If you look at the actual values though, they needed to be making something like £20 per month off each paying customer, ~£200 per year. Even if you have a £10k account, that’s still 2% fees which is insanely high.
The revenue income did not make sense to me.
I agree with this. The problem comes down to average balances. If the average balance is too low then either people will be paying too much in fees or Freetrade won’t make enough money. It is not just customer growth but also balance growth which is key.

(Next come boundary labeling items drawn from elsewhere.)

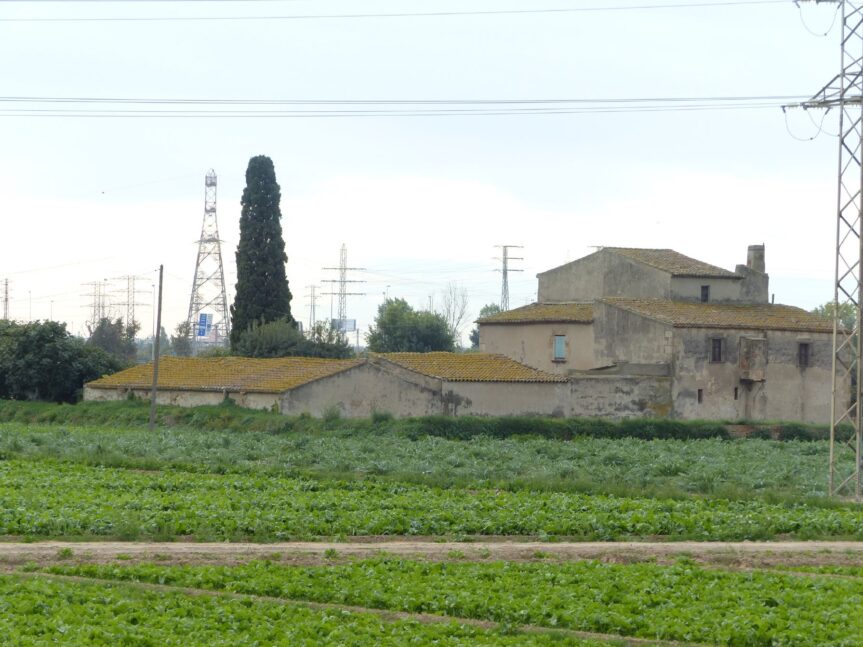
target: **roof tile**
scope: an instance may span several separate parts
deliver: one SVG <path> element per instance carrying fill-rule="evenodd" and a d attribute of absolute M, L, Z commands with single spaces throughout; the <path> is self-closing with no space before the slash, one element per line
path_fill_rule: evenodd
<path fill-rule="evenodd" d="M 559 375 L 489 353 L 383 353 L 375 357 L 450 382 L 566 382 Z"/>
<path fill-rule="evenodd" d="M 592 303 L 531 303 L 479 319 L 481 324 L 590 323 Z"/>
<path fill-rule="evenodd" d="M 190 391 L 279 393 L 358 366 L 362 360 L 316 357 L 164 357 L 159 361 L 159 388 Z M 87 386 L 97 389 L 150 388 L 153 364 L 140 364 Z"/>
<path fill-rule="evenodd" d="M 606 298 L 603 303 L 675 328 L 740 328 L 833 332 L 833 322 L 801 308 L 770 303 L 698 303 L 667 299 Z"/>
<path fill-rule="evenodd" d="M 655 267 L 663 272 L 668 272 L 672 276 L 742 278 L 739 274 L 690 258 L 689 256 L 684 256 L 673 249 L 639 249 L 633 247 L 604 247 L 603 249 L 620 254 L 638 263 Z"/>

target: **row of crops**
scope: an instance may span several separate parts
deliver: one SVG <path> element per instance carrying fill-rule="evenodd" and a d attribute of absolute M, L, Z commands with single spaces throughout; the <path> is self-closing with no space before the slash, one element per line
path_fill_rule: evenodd
<path fill-rule="evenodd" d="M 860 506 L 441 488 L 0 461 L 0 535 L 289 540 L 364 535 L 863 537 Z"/>
<path fill-rule="evenodd" d="M 687 561 L 661 566 L 384 557 L 324 566 L 84 564 L 49 570 L 103 581 L 432 613 L 507 627 L 721 645 L 863 645 L 861 578 L 720 571 Z M 130 602 L 129 612 L 135 609 Z"/>
<path fill-rule="evenodd" d="M 296 604 L 190 596 L 87 582 L 0 576 L 3 644 L 235 647 L 597 647 L 594 640 L 502 633 L 464 624 L 382 621 L 371 613 L 315 610 Z"/>

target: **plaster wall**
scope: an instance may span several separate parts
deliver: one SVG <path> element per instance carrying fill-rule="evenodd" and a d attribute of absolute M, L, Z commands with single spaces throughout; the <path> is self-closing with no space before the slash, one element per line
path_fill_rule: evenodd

Hi - 2 % does obviously seem high but i am unable to replicate your numbers. Page 16 of the pitch deck does give annual revenues per customer (which do reconcile back to total revenue and average customers). FT also provide average assumed portfolio size. Rev per customer annually moves from 20 per customer in 2020 to 70 annually in 2023. % of portfolio falls from .66% to 0.5%. This is not trivial but includes ISAs Sipps. Cash drag. FXetc and no trading cost. Obviously this is a forecast but I don’t think implausible. Depends on how the competitive landscape evolves.

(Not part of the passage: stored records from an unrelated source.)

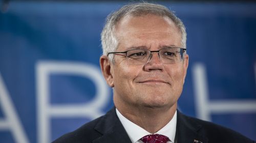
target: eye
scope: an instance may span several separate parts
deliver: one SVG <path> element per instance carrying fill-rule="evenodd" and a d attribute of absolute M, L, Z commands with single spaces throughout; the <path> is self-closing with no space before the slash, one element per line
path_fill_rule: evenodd
<path fill-rule="evenodd" d="M 145 53 L 144 52 L 140 52 L 133 53 L 130 56 L 143 56 L 145 54 Z"/>
<path fill-rule="evenodd" d="M 127 56 L 134 59 L 144 58 L 147 55 L 147 52 L 145 50 L 130 50 L 127 52 Z"/>
<path fill-rule="evenodd" d="M 166 51 L 164 53 L 164 55 L 167 56 L 175 56 L 176 54 L 174 52 Z"/>

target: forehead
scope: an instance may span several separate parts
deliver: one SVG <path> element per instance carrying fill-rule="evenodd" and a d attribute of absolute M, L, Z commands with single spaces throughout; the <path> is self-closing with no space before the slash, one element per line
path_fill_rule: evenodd
<path fill-rule="evenodd" d="M 118 48 L 181 44 L 181 34 L 174 22 L 168 17 L 152 14 L 123 18 L 116 26 L 115 35 Z"/>

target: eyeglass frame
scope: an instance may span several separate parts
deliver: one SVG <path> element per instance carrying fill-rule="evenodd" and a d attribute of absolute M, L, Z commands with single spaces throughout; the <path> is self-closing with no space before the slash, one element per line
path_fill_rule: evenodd
<path fill-rule="evenodd" d="M 181 55 L 181 54 L 180 54 L 180 55 L 181 55 L 180 58 L 181 58 L 181 60 L 180 61 L 179 61 L 179 62 L 181 62 L 183 60 L 184 53 L 186 53 L 186 48 L 180 48 L 180 47 L 166 47 L 166 48 L 164 48 L 161 49 L 160 49 L 159 50 L 154 50 L 154 51 L 150 50 L 147 49 L 130 49 L 130 50 L 128 50 L 125 51 L 110 52 L 108 53 L 108 54 L 107 54 L 106 56 L 108 56 L 110 54 L 111 54 L 111 53 L 113 53 L 113 54 L 116 54 L 116 53 L 125 53 L 125 55 L 122 55 L 122 54 L 119 54 L 119 55 L 124 56 L 127 59 L 127 52 L 129 52 L 129 51 L 134 50 L 139 50 L 139 49 L 141 49 L 141 50 L 146 50 L 149 51 L 150 52 L 150 55 L 148 56 L 147 61 L 145 63 L 147 63 L 147 62 L 148 62 L 148 61 L 151 59 L 151 58 L 152 57 L 152 52 L 157 52 L 157 53 L 158 54 L 158 56 L 159 57 L 159 58 L 160 59 L 161 59 L 161 56 L 160 55 L 159 51 L 160 50 L 162 50 L 165 49 L 167 49 L 167 48 L 180 48 L 181 50 L 182 50 L 182 55 Z M 175 63 L 174 63 L 173 64 L 175 64 Z M 138 65 L 140 65 L 140 64 L 138 64 Z"/>

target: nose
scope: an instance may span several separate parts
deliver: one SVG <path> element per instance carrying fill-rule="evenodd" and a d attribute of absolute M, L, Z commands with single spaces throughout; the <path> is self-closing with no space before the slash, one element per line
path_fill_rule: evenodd
<path fill-rule="evenodd" d="M 163 63 L 158 51 L 151 52 L 148 60 L 144 66 L 144 68 L 147 71 L 163 69 Z"/>

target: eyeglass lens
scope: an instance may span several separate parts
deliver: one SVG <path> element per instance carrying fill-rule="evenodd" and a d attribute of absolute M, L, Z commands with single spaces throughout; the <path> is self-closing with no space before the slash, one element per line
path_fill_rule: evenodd
<path fill-rule="evenodd" d="M 180 48 L 166 48 L 151 51 L 147 49 L 133 49 L 127 51 L 126 58 L 131 64 L 144 64 L 151 60 L 153 52 L 158 53 L 163 64 L 170 64 L 182 60 L 183 50 Z"/>

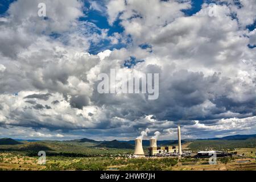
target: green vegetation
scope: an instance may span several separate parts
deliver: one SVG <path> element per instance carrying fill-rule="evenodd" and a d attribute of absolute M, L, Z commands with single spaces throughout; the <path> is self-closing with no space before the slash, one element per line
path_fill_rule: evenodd
<path fill-rule="evenodd" d="M 188 147 L 193 151 L 204 150 L 205 148 L 216 150 L 233 150 L 236 148 L 255 147 L 255 138 L 242 140 L 193 140 Z"/>
<path fill-rule="evenodd" d="M 17 142 L 11 138 L 0 138 L 0 145 L 2 144 L 18 144 L 21 143 Z"/>

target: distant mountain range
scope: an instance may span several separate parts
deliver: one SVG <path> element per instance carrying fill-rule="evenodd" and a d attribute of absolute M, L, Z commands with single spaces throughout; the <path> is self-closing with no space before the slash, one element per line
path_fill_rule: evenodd
<path fill-rule="evenodd" d="M 96 147 L 127 149 L 133 149 L 134 148 L 134 145 L 131 144 L 127 142 L 122 142 L 117 140 L 114 140 L 113 141 L 103 142 L 101 144 L 96 146 Z"/>
<path fill-rule="evenodd" d="M 0 138 L 0 145 L 3 144 L 21 144 L 22 143 L 19 142 L 16 140 L 14 140 L 11 138 Z"/>
<path fill-rule="evenodd" d="M 221 138 L 208 138 L 207 140 L 243 140 L 250 138 L 256 138 L 256 134 L 254 135 L 236 135 L 232 136 L 226 136 Z"/>
<path fill-rule="evenodd" d="M 213 138 L 208 139 L 198 139 L 196 140 L 185 139 L 182 140 L 181 143 L 193 141 L 193 140 L 246 140 L 249 138 L 256 138 L 256 134 L 254 135 L 236 135 L 232 136 L 226 136 L 221 138 Z M 18 144 L 23 143 L 23 142 L 40 142 L 38 140 L 23 140 L 23 139 L 13 139 L 11 138 L 0 138 L 0 145 L 9 144 L 15 145 Z M 63 140 L 62 142 L 77 142 L 79 143 L 93 143 L 95 147 L 108 147 L 108 148 L 133 148 L 134 146 L 134 140 L 114 140 L 112 141 L 97 141 L 88 138 L 82 138 L 79 139 L 71 140 Z M 150 141 L 148 140 L 143 140 L 143 145 L 144 146 L 149 146 Z M 167 145 L 175 145 L 177 144 L 177 140 L 158 140 L 158 145 L 159 146 L 167 146 Z"/>

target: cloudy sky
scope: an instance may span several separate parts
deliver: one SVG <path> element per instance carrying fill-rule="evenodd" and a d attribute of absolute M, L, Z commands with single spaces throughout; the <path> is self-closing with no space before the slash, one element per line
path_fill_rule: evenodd
<path fill-rule="evenodd" d="M 255 0 L 1 1 L 0 138 L 255 134 Z M 158 99 L 100 94 L 110 69 L 159 73 Z"/>

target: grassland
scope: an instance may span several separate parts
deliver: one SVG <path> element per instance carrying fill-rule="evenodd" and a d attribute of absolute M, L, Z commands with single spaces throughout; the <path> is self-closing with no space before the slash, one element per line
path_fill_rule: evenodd
<path fill-rule="evenodd" d="M 208 159 L 191 157 L 130 158 L 132 149 L 101 147 L 98 143 L 89 142 L 22 142 L 0 145 L 0 170 L 256 170 L 255 140 L 251 139 L 189 140 L 183 144 L 184 150 L 220 148 L 238 155 L 217 158 L 214 165 L 209 164 Z M 147 148 L 144 146 L 146 154 Z M 41 150 L 46 152 L 46 165 L 38 163 L 38 152 Z"/>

Hey! I did this calc a few weeks ago, so this was from memory, but I have checked again now. I am assuming that the majority of the revenue will come from Plus customers, as I have not seen any other significant income sources. Does this seem like a fair calculation:
Year | 2020 | 2021 | 2022 | 2023 |
---|---|---|---|---|
Revenue | £5,226,282.00 | £33,231,862.00 | £92,880,779.00 | £241,934,032.00 |
Plus Customers | 25,052 | 92,024 | 239,089 | 514,484 |
Revenue / Plus Customer | £208.62 | £361.12 | £388.48 | £470.25 |
Revenue / Plus Customer (per month) | £17.38 | £30.09 | £32.37 | £39.19 |
Then, using assumed revenue per plus customer and the average portfolio size, you get the percentage fees per annum:
Year | 2020 | 2021 | 2022 | 2023 |
---|---|---|---|---|
Revenue / Plus Customer | £208.62 | £361.12 | £388.48 | £470.25 |
Average porfolio size | £3,136.00 | £5,678.00 | £9,298.00 | £14,030.00 |
Percentage Fees (per year) | 6.65% | 6.36% | 4.18% | 3.35% |
Some assumptions here:
- The majority of revenue will come from Plus subscriptions (other sources include FX fees, interest on balances…?)
- The average Plus Customer will actually probably have a larger account that regular customers, but even if you double their portfolio size, the fees are still >1% per year, in the best case scenario.